Leveraging multi modal deep-learning to predict anxiety symptoms from parent-child interactions
Summary
Early, unobtrusive detection of anxiety in children can facilitate timelier
and more equitable access to mental-health interventions. This thesis developed
and evaluated a deep-learning pipeline that predicts anxiety-related behaviours
from recordings of parent–child interactions collected in the YOUth
Cohort Study. The dataset comprised 100 dyads of nine-year-old children
filmed in conflict and cooperative tasks. After automatic diarisation, four
synchronised child-centred streams, which include facial expressions, body
posture, speech acoustics and transcribed language were extracted.

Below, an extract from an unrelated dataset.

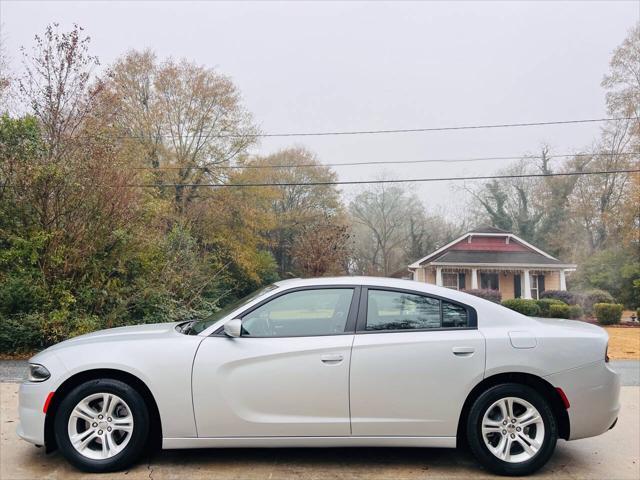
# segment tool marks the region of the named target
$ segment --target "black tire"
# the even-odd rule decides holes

Strong unimodal baselines were first established with VideoMAE and FMAEIAT
for vision, a CNN to LSTM pipeline for audio, and RobBERT for text,
with the linguistic channel achieving the best single-modality score (F1 =
0.62). Building on these results, a Pairwise Cross-Modal Attention Network
was introduced to learn explicit interactions between modalities. This architecture
raised overall performance to F1 = 0.64, outperformed classic fusion
techniques, and remained resilient when individual streams were noisy or
absent. Ablation analyses showed that body-pose embeddings operate as
a pivotal hub queried by the other modalities, while filtering out parental
speech proved crucial for stable audio contributions.

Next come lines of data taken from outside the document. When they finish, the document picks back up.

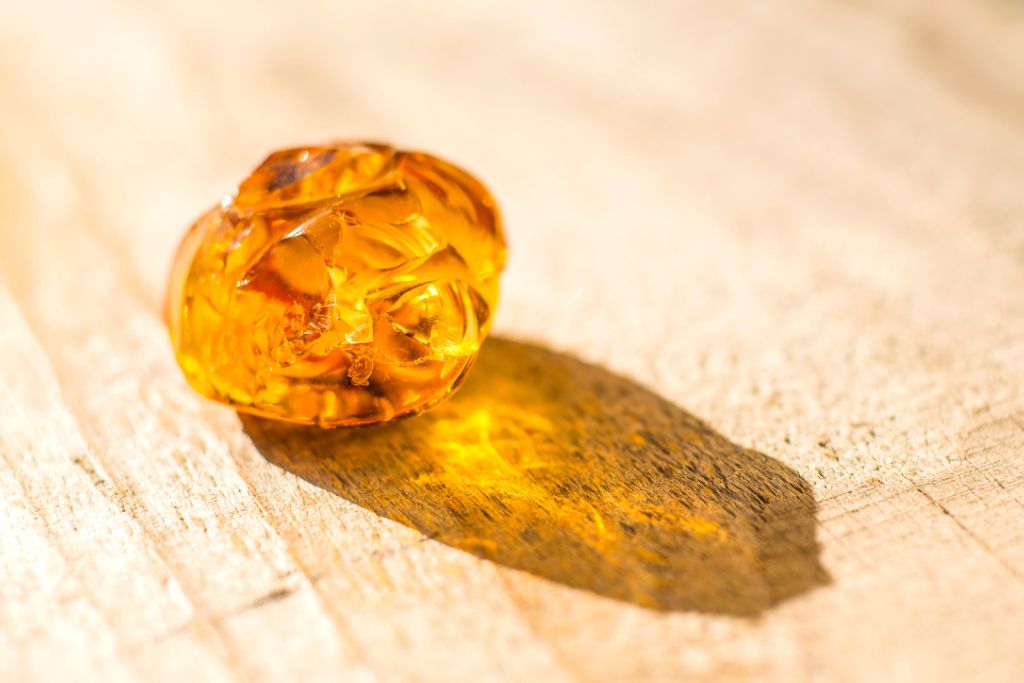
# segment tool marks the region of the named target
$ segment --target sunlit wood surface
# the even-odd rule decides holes
[[[0,4],[0,679],[1019,681],[1024,4]],[[495,191],[464,390],[240,419],[160,319],[273,148]]]

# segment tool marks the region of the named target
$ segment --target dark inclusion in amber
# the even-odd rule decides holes
[[[239,410],[386,422],[459,385],[504,263],[497,207],[465,171],[381,144],[283,150],[185,237],[171,339],[192,386]]]

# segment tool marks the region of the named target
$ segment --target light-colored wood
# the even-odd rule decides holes
[[[1024,5],[528,4],[0,5],[3,680],[1024,677]],[[494,189],[496,338],[243,420],[169,259],[333,137]]]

Beyond delivering a systematic benchmark for anxiety detection on the YOUth
material, the findings reaffirm the diagnostic value of language yet demonstrate
that carefully designed cross-modal attention can uncover complementary
visual and acoustic cues that text alone misses. Although the current
performance is not yet clinically sufficient, the research charts a clear path
toward scalable, context-aware pre-screening tools for childhood anxiety and
lays the groundwork for future extensions, including the use of VLLMs, alternative
audio backbones, and dyadic modelling of parental behaviour.